Transportation headlines, Friday, June 3

Here is a look at some of the transportation headlines gathered by us and the Metro Library. The full list of headlines is posted on the library’s blog.

The wheels start moving on Expo Line construction (Lookout Santa Monica)

This story offers a helpful step-by-step description of the Expo Phase II construction process, mainly as it applies to the city of Santa Monica, which will have three stations at the line’s western end. Up first: “Soil sampling, surveying and exploration” to determine where underground utilities — i.e. electricity, gas and water — are located and need to be moved to make way for the track beds. This process will take roughly a year, at which point you’ll start seeing the heavy infrastructure being built. Because this work will likely require the temporary closure of streets, now is a good time to remind you to follow the Expo Authority on Twitter and “like” it on Facebook, so you can receive important updates.

An app that organizes your city by travel time (GOOD)


If I recall correctly, this video made the rounds a few months ago, but it’s worth another look. In it, software developer Stefan Wehmeyer describes his Google Maps-based tool called Mapnificent that shows where you can travel via public transit in a given amount of time. Among other things, it seems particularly useful for finding a place to live that provides easy access to all parts of your city in a  convenient transit trip. The good news: Mapnificent is now available in Los Angeles, so have at it! The bad news: It’s not clear if the L.A. version includes any or all municipal bus operators, so take it with a grain of salt for now.

14 of the world’s coolest subway stations (Weburbanist)
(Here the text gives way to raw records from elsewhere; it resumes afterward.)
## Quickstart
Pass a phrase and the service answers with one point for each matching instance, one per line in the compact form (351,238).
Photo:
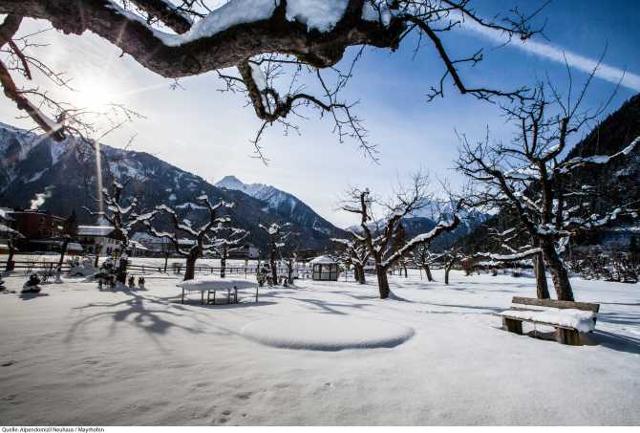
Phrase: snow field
(78,355)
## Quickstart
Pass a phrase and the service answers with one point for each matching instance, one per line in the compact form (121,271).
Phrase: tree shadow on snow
(619,318)
(146,313)
(620,343)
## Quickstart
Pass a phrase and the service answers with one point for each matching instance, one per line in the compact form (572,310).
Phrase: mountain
(616,182)
(281,203)
(425,219)
(37,172)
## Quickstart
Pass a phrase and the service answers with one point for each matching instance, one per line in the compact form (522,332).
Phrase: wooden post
(512,325)
(568,336)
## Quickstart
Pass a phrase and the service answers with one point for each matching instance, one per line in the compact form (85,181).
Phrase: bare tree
(228,240)
(378,234)
(528,178)
(278,235)
(355,253)
(192,242)
(423,258)
(275,51)
(450,257)
(122,213)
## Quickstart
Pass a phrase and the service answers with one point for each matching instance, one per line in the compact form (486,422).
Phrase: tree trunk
(10,263)
(383,282)
(427,270)
(274,271)
(447,268)
(65,244)
(541,277)
(559,273)
(190,271)
(290,272)
(98,249)
(223,263)
(121,272)
(358,271)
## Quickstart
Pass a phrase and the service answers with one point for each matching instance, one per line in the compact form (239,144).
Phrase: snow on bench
(569,318)
(210,285)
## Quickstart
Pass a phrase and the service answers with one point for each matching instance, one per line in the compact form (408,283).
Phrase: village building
(324,268)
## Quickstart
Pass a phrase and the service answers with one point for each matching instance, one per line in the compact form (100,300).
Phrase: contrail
(553,53)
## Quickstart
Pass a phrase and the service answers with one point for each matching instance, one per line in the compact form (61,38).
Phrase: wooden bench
(208,287)
(570,319)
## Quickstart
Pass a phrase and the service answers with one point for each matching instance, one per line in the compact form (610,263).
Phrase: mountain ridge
(60,176)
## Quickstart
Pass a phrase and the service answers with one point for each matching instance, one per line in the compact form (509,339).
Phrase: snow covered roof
(4,230)
(74,246)
(95,230)
(138,245)
(323,260)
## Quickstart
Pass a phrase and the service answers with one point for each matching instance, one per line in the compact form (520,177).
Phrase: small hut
(324,268)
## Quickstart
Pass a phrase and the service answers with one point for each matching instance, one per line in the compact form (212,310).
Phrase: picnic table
(209,286)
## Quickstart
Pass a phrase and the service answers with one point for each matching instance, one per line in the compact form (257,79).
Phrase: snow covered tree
(528,178)
(450,257)
(228,239)
(356,254)
(514,245)
(422,257)
(277,235)
(192,242)
(274,45)
(122,213)
(378,234)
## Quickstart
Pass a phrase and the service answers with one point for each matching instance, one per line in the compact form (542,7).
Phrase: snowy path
(81,356)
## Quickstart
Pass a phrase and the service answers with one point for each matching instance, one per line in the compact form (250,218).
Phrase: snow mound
(583,321)
(326,333)
(211,283)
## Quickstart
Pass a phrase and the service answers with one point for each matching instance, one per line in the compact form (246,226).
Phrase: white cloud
(556,54)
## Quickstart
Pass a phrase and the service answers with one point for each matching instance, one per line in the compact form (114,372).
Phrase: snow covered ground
(82,356)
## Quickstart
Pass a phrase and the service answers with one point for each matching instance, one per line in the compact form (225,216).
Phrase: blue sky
(207,132)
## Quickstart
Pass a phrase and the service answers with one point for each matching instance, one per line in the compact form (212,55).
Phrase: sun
(93,95)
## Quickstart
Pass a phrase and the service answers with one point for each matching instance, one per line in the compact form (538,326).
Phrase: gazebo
(324,268)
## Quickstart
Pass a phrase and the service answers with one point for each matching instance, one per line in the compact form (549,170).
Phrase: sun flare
(93,95)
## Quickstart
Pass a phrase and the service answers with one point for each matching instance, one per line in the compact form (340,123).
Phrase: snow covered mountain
(40,173)
(280,202)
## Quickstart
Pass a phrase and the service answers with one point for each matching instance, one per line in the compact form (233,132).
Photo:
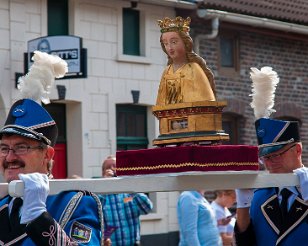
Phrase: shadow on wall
(167,239)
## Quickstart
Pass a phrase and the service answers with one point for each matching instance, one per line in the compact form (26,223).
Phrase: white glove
(35,195)
(243,197)
(302,173)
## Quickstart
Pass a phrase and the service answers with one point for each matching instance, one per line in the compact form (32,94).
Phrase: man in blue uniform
(276,215)
(26,152)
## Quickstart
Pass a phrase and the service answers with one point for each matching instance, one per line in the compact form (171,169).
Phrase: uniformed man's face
(284,160)
(35,159)
(174,46)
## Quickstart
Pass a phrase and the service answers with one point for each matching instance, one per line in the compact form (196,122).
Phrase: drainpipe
(213,34)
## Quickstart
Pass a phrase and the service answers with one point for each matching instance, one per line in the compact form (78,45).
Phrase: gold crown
(177,24)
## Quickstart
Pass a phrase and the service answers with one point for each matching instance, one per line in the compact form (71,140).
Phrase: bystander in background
(122,211)
(224,200)
(197,221)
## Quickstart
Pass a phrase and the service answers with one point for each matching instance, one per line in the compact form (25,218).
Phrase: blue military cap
(29,119)
(274,134)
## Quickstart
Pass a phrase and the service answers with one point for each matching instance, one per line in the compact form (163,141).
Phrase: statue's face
(174,46)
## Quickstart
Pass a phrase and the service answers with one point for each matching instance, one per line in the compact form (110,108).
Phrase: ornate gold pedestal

I’m a little bummed none of Metro’s stations made the list — no love for Hollywood/Vine? — but the selections in the list are nonetheless fantastic. On one hand you have Moscow’s ornate frescoes from the mid-20th Century, and on the other there’s Barcelona’s Tron-esque white panels and neon lights. It’s interesting to see how these disparate cities transform otherwise functional underground caverns, or in Stockholm’s case, just paint over the exposed bedrock.